Geniş yetkilerine rağmen Prens Baryatinsky’nin imparatordan izin alması gerekiyordu. Vasili Jukovski’nin öğrencisi olan II. Aleksandr çok hassastı. Sert önlemler ona göre değildi, tüm Avrupa’nın insanlık dışı ve barbar bulacağı ve protesto edeceği bir şeydi bu. Onun içinde de General Philipson’dakiyle aynı “Petersburg” ruhu yaşıyordu. Prens Baryatinsky, 1861’de hastalanmaya başladı, gücü azaldı, 1862’de resmen yöneticilikten ayrıldı ve Kafkasya’yı terk etti. Hayatının geri kalanını yurtdışında geçirdi. Batı Kafkasya fatihi unvanı ona verilmedi. Bu konudaki dahli, yalnızca Evdokimov’u öne çıkarması ve planlarını adıyla onaylamasındadır. Planlar prensipte II. Aleksandr tarafından kabul edilmiş olsa da pratikte her an değiştirilebilirdi. Ve böylece Evdokimov, diplomatik yeteneklerini kullanmak zorunda kalmıştı.

 

“Sen bizim atamanımızsın”

Plana göre, yaylalıların sınır dışı edilmesi ve yerlerine Kazakların yerleştirilmesi eşzamanlı olacaktı. Ama nasıl? Dağlılara bu kadar hassas davranan General Philipson, Ruslardan çekinmeyi gerekli görmedi ve projesine göre, Kazakların kısmen Lineer Ordu’dan, kısmen Karadeniz’deki tüm alaylardan yerleştirilmesine karar verildi. Ancak her iki birlikte de isyan çıktı.

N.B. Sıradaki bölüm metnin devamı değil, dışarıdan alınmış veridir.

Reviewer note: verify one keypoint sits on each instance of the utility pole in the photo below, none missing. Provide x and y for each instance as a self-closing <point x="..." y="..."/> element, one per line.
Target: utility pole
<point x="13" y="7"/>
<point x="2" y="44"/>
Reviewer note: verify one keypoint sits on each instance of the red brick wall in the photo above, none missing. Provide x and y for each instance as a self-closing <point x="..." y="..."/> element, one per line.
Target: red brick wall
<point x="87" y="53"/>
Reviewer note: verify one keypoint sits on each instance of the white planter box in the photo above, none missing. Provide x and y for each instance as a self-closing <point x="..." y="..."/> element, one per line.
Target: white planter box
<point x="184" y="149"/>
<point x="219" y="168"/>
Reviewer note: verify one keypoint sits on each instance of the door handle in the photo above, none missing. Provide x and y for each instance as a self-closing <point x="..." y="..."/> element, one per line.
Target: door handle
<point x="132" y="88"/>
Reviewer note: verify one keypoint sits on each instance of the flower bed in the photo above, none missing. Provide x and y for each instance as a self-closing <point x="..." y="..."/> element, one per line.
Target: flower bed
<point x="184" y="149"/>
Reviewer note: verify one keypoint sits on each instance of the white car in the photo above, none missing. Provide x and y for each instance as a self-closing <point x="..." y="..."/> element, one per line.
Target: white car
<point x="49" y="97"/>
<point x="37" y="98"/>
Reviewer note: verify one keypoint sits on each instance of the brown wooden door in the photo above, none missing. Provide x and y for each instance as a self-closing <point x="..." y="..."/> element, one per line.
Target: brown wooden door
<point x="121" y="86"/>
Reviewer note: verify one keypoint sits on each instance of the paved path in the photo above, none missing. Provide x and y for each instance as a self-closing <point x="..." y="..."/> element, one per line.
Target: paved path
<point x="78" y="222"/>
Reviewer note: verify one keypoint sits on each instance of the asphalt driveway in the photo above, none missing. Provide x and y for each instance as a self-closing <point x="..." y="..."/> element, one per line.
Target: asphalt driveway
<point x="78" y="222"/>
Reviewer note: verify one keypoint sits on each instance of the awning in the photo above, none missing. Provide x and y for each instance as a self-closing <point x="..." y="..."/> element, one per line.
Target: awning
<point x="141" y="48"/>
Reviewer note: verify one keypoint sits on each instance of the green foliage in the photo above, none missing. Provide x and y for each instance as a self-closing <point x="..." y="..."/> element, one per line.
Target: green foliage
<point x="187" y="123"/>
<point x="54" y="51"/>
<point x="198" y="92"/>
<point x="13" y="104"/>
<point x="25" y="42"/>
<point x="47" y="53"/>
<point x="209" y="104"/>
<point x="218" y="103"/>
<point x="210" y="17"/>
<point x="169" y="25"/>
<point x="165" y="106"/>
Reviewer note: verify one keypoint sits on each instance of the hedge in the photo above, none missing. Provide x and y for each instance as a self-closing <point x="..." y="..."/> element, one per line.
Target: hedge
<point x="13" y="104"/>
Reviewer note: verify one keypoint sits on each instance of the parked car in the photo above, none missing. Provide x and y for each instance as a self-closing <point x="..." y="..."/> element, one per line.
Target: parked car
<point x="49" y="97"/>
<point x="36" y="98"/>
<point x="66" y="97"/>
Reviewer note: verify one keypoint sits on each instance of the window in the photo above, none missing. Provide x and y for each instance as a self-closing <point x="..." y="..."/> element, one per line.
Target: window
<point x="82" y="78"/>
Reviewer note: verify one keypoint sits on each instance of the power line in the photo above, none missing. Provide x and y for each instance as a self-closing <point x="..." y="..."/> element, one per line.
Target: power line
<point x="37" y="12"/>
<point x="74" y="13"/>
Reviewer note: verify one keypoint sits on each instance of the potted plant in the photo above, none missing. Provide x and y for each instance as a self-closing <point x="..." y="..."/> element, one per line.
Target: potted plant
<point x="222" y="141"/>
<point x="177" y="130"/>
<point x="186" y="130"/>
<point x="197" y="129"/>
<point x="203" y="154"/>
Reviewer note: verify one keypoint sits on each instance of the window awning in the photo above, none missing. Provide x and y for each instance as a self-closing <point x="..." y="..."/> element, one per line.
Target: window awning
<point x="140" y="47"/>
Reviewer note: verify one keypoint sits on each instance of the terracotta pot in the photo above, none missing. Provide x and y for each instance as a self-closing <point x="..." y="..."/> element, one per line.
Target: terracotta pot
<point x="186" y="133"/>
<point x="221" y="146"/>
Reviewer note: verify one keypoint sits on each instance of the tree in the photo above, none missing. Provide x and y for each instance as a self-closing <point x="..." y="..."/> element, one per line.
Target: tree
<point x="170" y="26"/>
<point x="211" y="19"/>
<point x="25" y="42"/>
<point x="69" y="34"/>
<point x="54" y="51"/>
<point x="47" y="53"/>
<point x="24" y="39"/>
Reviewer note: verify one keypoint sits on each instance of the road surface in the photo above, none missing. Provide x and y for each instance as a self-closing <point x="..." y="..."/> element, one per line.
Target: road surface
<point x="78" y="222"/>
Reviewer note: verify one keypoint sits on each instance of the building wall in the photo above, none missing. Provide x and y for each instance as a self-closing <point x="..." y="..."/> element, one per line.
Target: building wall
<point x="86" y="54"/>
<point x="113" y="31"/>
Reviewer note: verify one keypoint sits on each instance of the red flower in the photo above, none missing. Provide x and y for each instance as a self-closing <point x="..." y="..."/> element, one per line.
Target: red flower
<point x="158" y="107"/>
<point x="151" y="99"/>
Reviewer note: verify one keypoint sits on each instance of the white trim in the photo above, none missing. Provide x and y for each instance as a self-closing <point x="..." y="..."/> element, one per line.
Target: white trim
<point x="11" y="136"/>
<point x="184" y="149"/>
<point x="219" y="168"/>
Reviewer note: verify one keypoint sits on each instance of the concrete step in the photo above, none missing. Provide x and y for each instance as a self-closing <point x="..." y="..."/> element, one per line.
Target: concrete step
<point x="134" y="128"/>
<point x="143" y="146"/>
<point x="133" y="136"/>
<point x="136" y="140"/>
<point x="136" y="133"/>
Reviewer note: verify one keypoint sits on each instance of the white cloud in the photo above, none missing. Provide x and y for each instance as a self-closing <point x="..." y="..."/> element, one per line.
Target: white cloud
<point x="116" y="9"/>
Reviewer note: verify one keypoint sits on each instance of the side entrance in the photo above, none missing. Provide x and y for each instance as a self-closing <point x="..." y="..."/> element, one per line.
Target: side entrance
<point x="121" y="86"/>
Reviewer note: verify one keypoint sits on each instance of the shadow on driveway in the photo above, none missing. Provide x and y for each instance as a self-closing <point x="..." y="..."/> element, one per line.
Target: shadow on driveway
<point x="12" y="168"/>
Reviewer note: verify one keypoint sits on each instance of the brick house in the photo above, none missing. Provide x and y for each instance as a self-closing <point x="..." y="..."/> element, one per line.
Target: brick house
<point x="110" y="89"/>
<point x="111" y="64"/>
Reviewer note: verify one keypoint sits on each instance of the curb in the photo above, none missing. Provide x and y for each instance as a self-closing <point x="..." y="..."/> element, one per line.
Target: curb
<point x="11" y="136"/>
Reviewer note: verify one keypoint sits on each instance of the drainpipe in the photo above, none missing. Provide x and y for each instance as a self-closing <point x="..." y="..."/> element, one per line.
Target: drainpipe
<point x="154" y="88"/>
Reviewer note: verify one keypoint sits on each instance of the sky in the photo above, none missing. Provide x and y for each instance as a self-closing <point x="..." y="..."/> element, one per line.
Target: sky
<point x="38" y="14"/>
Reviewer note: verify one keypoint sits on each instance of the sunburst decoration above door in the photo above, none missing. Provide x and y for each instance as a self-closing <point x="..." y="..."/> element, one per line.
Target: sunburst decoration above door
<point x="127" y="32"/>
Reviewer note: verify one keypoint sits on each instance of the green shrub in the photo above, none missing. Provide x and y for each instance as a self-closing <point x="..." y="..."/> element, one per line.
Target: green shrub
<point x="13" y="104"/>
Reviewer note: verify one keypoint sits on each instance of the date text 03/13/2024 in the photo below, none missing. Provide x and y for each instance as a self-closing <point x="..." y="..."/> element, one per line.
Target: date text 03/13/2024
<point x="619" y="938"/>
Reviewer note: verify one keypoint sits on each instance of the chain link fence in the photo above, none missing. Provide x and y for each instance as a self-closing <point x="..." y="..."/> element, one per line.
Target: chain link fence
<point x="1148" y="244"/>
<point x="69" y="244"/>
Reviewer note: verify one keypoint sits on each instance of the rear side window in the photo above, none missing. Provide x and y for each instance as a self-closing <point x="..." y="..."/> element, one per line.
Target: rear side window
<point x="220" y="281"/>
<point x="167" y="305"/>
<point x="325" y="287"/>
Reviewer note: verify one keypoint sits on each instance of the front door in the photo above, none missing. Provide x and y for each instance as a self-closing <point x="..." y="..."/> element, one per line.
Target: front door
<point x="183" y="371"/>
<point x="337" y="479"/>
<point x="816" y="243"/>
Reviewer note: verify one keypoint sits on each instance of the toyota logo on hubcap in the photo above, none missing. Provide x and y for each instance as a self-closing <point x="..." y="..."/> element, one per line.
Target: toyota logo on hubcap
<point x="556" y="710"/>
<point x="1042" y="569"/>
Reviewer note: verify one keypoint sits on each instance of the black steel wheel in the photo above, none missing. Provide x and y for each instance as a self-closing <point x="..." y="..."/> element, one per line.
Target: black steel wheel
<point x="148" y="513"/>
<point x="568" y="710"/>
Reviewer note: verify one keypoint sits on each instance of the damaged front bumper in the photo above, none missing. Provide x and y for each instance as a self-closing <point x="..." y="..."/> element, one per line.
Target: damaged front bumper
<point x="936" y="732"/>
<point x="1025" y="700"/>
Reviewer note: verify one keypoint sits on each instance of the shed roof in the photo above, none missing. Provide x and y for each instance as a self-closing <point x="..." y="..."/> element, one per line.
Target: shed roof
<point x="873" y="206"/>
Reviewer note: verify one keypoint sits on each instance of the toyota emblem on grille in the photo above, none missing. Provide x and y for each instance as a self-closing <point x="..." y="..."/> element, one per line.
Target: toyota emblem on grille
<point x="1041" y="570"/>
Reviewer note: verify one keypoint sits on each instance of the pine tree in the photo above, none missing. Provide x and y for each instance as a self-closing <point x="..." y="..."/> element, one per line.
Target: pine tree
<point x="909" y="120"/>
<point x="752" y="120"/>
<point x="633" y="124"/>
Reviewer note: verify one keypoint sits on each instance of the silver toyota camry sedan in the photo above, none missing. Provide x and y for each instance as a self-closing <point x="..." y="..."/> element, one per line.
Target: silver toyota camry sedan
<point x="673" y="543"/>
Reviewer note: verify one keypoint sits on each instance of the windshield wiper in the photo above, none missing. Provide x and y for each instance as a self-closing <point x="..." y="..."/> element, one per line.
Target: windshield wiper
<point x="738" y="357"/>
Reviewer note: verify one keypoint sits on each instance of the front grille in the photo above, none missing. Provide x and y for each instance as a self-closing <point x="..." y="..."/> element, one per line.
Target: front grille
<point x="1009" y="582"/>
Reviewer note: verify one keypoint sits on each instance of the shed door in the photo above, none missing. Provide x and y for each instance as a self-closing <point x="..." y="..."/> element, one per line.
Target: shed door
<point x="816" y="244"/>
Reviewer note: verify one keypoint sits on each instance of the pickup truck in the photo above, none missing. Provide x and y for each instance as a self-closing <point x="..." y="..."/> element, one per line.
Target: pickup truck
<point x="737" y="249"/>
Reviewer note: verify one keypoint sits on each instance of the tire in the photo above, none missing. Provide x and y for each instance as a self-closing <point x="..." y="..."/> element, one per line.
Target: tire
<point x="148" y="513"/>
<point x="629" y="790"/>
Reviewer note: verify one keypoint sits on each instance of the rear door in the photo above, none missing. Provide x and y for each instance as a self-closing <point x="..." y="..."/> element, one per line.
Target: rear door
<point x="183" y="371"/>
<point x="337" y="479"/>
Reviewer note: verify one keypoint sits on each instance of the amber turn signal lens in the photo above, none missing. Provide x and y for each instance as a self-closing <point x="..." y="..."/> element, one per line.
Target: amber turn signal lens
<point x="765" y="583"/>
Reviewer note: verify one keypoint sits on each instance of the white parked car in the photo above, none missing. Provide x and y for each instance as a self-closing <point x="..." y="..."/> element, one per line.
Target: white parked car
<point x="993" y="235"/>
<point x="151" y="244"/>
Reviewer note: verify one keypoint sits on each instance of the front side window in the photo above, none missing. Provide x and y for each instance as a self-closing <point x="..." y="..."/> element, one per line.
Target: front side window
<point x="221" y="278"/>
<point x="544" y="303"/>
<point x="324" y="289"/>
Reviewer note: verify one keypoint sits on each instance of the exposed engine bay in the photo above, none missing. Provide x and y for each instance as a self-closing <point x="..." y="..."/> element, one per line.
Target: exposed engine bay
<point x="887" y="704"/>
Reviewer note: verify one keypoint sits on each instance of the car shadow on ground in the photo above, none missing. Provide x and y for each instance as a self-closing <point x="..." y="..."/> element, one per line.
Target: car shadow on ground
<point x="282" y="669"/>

İsyancılar için Khopersky alayına bir askeri ekip gönderildiğinde, Kazaklar müfrezeye karşı birlikler halinde dizildi, her an kanlı bir savaş başlayabilirdi. Aynı güçlü protesto Karadeniz bölgesinde de yapıldı. Kazaklar yeniden yerleşime direneceklerini yüksek sesle haykırdı. O zaman Yekaterinodar’daki askeri lider, General Kusakov’du. Ayaklanma çıkan şehirden kaçmak istedi, ancak Kazaklar peşinden gitti ve onu zorla geri çevirdi. “Sen bizim atamanımızsın ve Kazak çıkarlarını birlikte savunmak için bizimle birlikte olmalısın” diye haykırdılar. Sözde Karadeniz soyluları, yani Kazak subayları, bir protesto düzenleyerek, yeniden yerleşim emrinin, II. Katerina tarafından Kazaklara verilen belgelerle çeliştiğini belirtti. Evdokimov’a iletmesi için belgeleri Kusakov’a verdiler.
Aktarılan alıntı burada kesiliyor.